After God saved the Israelites from captivity and restored the Jewish nation, Ezra the scribe wanted to ensure their people would not fall off the wagon again, as we read about in the Book of Nehemia, so he created a system to ensure we would read the text of the Torah each week at synagogue. Thousands of years later, Jewish communities all around the world still study the same portion of the Torah in unity.

An aliyah, עליה, is the honor of being called to read a blessing over a segment of the Torah. In synagogue, members from the congregation are chosen to go up to the bimah (podium) and recite two blessings (one before the reading, and one after) to thank God for the Torah.

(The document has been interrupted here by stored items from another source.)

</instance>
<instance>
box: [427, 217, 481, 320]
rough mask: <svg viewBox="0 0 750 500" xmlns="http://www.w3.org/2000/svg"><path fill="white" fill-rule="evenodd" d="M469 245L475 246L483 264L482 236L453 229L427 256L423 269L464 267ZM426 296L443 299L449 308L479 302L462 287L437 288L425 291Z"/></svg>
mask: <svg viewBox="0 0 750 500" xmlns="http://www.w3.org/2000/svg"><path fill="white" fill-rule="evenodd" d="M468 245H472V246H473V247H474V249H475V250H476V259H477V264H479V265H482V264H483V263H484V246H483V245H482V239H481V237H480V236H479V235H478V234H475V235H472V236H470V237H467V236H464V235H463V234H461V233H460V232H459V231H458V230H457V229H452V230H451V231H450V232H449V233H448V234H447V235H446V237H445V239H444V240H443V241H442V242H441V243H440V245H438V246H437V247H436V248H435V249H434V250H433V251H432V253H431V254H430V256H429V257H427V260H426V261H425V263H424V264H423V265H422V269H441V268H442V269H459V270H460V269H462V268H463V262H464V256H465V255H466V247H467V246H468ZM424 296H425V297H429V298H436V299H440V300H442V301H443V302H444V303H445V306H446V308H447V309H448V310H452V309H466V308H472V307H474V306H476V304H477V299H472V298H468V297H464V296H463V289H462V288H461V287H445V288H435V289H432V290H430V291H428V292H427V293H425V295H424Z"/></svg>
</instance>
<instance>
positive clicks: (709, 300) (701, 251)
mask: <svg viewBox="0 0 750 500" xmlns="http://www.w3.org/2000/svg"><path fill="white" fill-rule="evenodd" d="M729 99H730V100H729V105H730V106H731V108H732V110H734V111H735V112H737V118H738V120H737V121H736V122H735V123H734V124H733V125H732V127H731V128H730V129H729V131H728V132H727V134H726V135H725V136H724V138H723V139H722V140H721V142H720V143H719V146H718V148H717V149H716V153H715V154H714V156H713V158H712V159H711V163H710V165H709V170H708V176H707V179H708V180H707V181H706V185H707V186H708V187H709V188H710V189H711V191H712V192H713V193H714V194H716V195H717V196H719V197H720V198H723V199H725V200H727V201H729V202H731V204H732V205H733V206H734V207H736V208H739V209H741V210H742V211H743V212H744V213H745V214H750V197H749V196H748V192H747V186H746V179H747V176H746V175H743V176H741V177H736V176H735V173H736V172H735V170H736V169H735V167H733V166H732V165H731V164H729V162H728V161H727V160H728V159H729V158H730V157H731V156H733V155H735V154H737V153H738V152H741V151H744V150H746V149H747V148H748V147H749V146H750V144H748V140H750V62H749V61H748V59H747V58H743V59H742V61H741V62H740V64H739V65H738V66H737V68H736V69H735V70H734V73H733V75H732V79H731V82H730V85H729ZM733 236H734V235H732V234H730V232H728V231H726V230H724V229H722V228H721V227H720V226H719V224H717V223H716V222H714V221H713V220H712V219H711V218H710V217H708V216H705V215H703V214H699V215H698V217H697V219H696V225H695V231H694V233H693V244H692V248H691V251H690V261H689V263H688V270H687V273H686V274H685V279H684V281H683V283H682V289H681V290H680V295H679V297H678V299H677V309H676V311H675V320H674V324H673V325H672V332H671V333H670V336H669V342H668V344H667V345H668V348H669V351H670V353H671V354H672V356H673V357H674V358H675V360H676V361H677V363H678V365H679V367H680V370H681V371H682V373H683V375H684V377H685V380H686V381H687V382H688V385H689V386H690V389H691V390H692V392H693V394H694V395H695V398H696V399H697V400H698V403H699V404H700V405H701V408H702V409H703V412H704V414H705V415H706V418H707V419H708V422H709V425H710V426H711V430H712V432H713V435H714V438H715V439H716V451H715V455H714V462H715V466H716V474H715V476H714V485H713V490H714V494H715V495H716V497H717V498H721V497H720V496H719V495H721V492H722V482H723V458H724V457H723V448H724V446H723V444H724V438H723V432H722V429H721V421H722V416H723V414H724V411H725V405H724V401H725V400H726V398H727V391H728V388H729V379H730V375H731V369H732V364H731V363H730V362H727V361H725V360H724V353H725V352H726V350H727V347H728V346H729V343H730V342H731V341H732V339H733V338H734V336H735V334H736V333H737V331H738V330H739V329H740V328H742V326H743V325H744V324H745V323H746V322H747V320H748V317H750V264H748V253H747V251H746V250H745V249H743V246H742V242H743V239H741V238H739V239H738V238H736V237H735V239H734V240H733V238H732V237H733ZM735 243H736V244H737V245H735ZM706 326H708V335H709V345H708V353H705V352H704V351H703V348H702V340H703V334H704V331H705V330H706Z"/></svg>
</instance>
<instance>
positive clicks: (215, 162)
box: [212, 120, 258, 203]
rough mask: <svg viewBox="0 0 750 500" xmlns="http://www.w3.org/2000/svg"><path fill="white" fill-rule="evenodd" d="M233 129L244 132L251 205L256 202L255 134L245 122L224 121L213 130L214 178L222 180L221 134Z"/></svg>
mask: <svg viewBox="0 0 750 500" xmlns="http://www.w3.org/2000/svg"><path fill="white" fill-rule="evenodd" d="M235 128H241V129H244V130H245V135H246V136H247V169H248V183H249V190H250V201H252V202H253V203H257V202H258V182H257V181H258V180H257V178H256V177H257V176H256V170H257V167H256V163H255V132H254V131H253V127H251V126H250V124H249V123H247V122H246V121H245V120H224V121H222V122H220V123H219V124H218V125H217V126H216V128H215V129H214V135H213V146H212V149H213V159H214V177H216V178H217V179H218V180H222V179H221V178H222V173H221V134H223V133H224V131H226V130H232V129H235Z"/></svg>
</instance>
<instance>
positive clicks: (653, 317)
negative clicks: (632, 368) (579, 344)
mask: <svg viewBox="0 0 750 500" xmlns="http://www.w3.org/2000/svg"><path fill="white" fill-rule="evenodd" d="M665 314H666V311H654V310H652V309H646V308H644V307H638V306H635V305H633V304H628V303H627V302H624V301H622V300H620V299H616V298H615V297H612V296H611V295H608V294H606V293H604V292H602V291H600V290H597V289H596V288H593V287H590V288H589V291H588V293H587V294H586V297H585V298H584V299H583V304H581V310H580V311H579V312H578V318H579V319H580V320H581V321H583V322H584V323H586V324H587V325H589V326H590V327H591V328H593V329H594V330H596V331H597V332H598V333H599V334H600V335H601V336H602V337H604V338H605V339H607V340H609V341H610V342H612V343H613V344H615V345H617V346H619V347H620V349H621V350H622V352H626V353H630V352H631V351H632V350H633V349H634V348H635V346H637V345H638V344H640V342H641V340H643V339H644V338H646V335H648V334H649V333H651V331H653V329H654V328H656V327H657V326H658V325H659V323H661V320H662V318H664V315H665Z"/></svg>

Haftarah portions – or Haftoroh in Ashkenazic, or “Concluding Portion” – are selections from the books of Nevi’im (Prophets) of the Hebrew Bible. They are also publicly read – rather, sung or chanted – in synagogue services, following the Torah reading each Sabbath, holidays and fast days. There is usually a thematic link to the weekly Parsha.

Jewish communities read the relevant Torah portion aloud in synagogues on Sabbaths, as part of the prayer service. The first section of the Torah portion is also read on Mondays and Thursday mornings, an origin that stems from older days, when rural people would go to town to visit the market on those days.

On Saturday afternoons, Mondays, and Thursdays, the start of the next week’s portion is read. Special Torah portion readings are also associated with Jewish holidays, Rosh Chodesh and fast days. A Torah reading generally refers to the whole service, including the grand removing and replacing of the scrolls in the Torah Ark.